One reason for the event being held at Steamboat is Cameron Poole, the general manager of Steamboat’s Sodexo and designated district sustainability champion.
“It’s a great opportunity to explore a different way of producing and offering nutritionally dense cuisine,” Poole said in a news release. “The staff is just as, if not more, excited than I am — chefs here who have been cooking for 20 plus years and are eager to expand their skill sets and test new product. It’s been pretty contagious.”
While Richardson has been in the food business for decades, he said the protein-substitute inventions and creative recipes around plant-based dining continuously surprise him.
Some of the focus is on products — like the increasingly popular plant-based burgers. It’s also about recognizing the potential in the textures, flavors and nutrient-rich options in the natural plant-based world and introducing people to fruits and vegetables they may not be familiar with, like jackfruit.
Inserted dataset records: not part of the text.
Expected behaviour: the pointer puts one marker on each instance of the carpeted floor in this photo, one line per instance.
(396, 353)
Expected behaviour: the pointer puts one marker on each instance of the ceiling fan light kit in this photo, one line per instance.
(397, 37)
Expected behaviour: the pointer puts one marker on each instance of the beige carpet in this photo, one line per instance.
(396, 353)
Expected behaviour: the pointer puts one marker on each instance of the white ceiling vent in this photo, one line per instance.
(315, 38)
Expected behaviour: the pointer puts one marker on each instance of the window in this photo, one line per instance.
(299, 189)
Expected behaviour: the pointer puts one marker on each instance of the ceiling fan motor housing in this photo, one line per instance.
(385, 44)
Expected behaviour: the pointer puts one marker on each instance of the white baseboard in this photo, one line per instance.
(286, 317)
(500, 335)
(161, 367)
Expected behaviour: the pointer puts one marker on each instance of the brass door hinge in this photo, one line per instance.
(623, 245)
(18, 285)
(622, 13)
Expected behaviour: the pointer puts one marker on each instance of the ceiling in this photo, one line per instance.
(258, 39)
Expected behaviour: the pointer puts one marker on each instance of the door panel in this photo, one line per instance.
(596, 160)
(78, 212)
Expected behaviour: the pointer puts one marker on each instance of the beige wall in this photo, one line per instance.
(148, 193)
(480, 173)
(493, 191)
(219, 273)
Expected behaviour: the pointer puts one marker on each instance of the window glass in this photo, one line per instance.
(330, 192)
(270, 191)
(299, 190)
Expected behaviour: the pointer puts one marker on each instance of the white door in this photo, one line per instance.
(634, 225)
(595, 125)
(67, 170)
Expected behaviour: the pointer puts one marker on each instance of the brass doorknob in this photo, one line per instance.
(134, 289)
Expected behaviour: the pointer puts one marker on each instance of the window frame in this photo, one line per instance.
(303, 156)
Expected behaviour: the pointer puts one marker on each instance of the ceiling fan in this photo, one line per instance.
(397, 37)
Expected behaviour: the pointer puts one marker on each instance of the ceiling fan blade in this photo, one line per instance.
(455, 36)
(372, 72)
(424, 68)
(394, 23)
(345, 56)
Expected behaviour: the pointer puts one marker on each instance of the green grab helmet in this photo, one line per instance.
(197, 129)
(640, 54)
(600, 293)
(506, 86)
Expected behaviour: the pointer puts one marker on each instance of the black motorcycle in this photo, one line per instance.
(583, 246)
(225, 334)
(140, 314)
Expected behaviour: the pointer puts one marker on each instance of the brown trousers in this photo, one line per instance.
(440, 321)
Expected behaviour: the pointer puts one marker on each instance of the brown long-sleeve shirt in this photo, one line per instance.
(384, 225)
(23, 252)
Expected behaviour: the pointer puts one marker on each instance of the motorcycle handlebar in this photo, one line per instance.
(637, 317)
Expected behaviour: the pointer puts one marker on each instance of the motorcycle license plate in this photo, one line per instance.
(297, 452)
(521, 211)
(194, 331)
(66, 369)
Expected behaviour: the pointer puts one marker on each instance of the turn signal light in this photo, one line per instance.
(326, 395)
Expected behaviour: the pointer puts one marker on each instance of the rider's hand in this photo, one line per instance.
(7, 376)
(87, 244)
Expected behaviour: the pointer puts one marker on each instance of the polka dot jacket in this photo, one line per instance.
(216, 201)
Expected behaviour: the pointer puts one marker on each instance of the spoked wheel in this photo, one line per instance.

And part of it is focuses on using seasonings and protein substitutes to reach familiar flavors — from ground beef to crab, Richardson said.
Offering the Avante Garden meals to the public is just what part of what CMC does — and celebrates — on a daily basis, he noted. CMC is always committed to being open to the entire community.
There are a number of locals who make the dining hall a regular eating destination, Richardson said, and with the atrium’s view and the value, how can you beat it?
The Avante Garden menu will be available on Wednesday, Feb. 26, and Thursday, Feb. 27. Lunch is served from 11:15 a.m to 1 p.m., and dinner will be available from 5 to 6:30 p.m.
The prices are the same as always — lunch costs $8.25 and dinner is $9.50 for all-you-care-to-eat. Discounted meal blocks are also available for community members, staff and students.